From a chair drawn out from the table Henry watched her fingers working the beads, her lips silently besee
ching. Then the drawing-room bell shook on its coiled spring, summoning attention. Bridget opened her eyes. She couldn’t enter that room, she said, and Henry went instead. It was the first time any bell except the hall-door bell had sounded in the house since the Captain and his wife had left it twenty-nine years ago. That registered in Bridget’s consciousness, slipping through her perplexity and her outraged sensibilities.
‘He’s t.t.,’ Henry said when he returned. ‘He wants lemonade.’ He rooted in one of the wall cupboards for lemonade crystals.
‘They’re old,’ Bridget said when he found a bottle in which there were some left.
‘They’ll do.’ Henry tipped what there was into a glass, which he filled up with cold water from the tap.
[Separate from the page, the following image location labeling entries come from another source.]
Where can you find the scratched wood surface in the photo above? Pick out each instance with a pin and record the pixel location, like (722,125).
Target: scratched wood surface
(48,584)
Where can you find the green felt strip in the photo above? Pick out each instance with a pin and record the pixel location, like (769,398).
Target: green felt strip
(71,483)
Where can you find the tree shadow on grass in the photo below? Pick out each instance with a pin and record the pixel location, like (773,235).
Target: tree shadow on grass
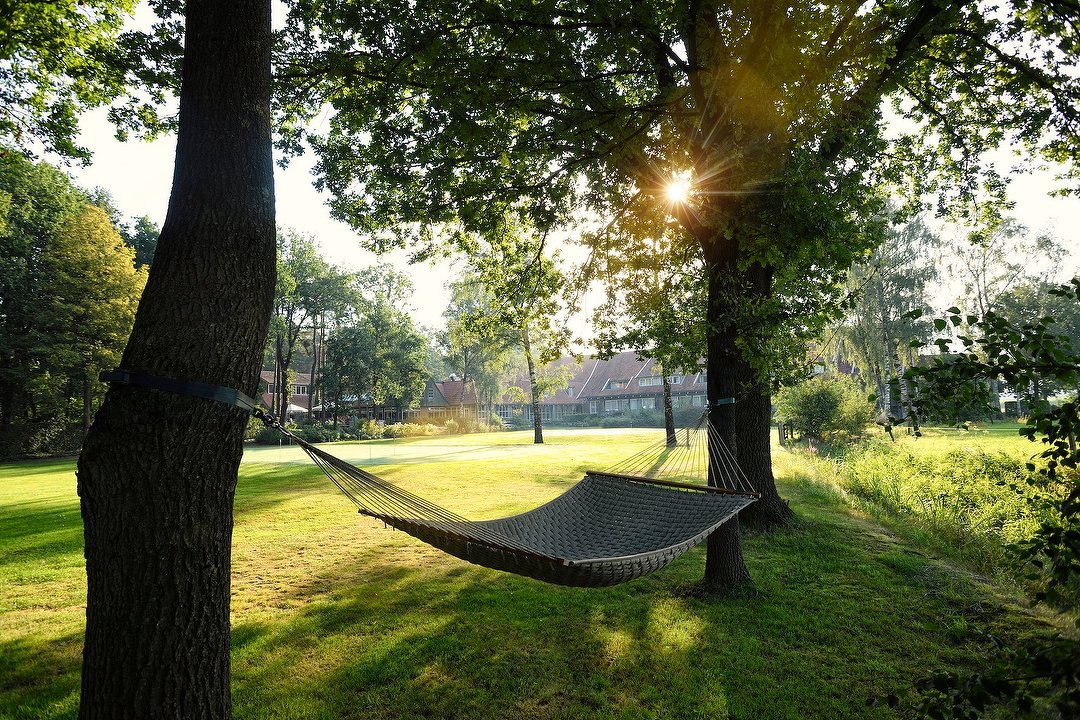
(40,679)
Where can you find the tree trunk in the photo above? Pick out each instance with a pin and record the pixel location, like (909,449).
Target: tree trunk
(88,403)
(312,382)
(669,413)
(753,432)
(725,569)
(158,471)
(754,426)
(534,390)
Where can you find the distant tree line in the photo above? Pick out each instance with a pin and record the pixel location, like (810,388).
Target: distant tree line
(70,276)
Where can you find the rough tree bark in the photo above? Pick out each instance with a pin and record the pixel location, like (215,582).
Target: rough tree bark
(158,471)
(725,569)
(754,426)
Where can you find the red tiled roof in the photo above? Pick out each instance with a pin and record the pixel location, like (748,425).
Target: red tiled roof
(451,391)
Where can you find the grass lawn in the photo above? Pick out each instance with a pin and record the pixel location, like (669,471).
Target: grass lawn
(336,616)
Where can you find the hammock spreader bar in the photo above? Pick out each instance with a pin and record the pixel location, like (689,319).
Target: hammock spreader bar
(609,528)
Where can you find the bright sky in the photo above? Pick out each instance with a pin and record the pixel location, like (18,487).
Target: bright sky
(138,176)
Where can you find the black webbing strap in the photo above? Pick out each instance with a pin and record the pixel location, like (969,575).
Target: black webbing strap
(216,393)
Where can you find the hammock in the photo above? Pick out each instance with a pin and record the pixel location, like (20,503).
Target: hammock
(611,527)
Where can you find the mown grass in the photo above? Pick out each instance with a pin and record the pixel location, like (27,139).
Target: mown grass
(335,616)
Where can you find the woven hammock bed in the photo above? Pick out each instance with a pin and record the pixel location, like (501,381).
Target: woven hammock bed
(609,528)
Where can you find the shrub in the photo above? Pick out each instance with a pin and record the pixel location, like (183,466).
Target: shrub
(825,408)
(370,430)
(410,430)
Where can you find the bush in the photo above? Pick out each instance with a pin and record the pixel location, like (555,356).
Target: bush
(972,501)
(825,408)
(410,430)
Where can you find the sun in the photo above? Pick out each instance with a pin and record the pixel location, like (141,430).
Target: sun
(677,190)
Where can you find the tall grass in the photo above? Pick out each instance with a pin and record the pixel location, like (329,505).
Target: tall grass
(968,499)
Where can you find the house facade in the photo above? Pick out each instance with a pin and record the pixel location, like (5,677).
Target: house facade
(299,393)
(622,383)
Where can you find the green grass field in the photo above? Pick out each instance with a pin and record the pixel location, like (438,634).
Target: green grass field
(336,616)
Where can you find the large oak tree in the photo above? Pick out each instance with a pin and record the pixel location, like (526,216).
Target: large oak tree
(158,471)
(453,113)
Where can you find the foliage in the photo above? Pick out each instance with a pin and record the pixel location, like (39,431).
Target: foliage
(378,357)
(307,288)
(142,235)
(56,59)
(877,331)
(518,302)
(478,351)
(1018,354)
(68,289)
(966,493)
(825,407)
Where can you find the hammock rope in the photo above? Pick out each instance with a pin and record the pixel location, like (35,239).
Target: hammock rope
(611,527)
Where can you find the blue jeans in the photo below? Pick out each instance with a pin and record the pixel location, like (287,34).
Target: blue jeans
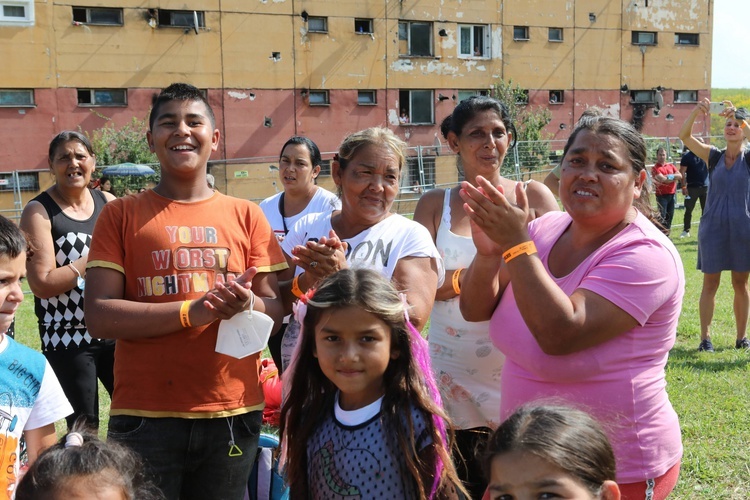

It should be hot, Bridget said, in order to dissolve the crystals.
‘But Mother of God,’ she suddenly cried out, ‘what are we thinking of to be giving the man lemonade?’
*
‘I’m afraid you’ve upset my daughter,’ the Captain said in the drawing-room. ‘To tell you the truth I still didn’t know who you were when I brought you in from the hall.’
‘These times I’ve no employment, sir. The day you were out on the promenade with Mr Sullivan, sir, I was after finishing at the Camp.’
‘You were a soldier?’
‘I had no employment the day I seen you, sir. I got employment with Ned Whelan since. He took me on with him on account I would have experience with laying roads up at the Camp.’
Henry came with the lemonade, but it seemed to the Captain that it was not required after all. The loquaciousness of the man who’d been wandering about in the hall ceased abruptly. He shrank back into his chair when Henry approached him. Not knowing what to do, Henry put the glass of lemonade on the floor.
‘We’re in the kitchen, if you’d pull the bell again,’ he said before he went. He had taken his hat off. He glanced back apprehensively before he closed the door.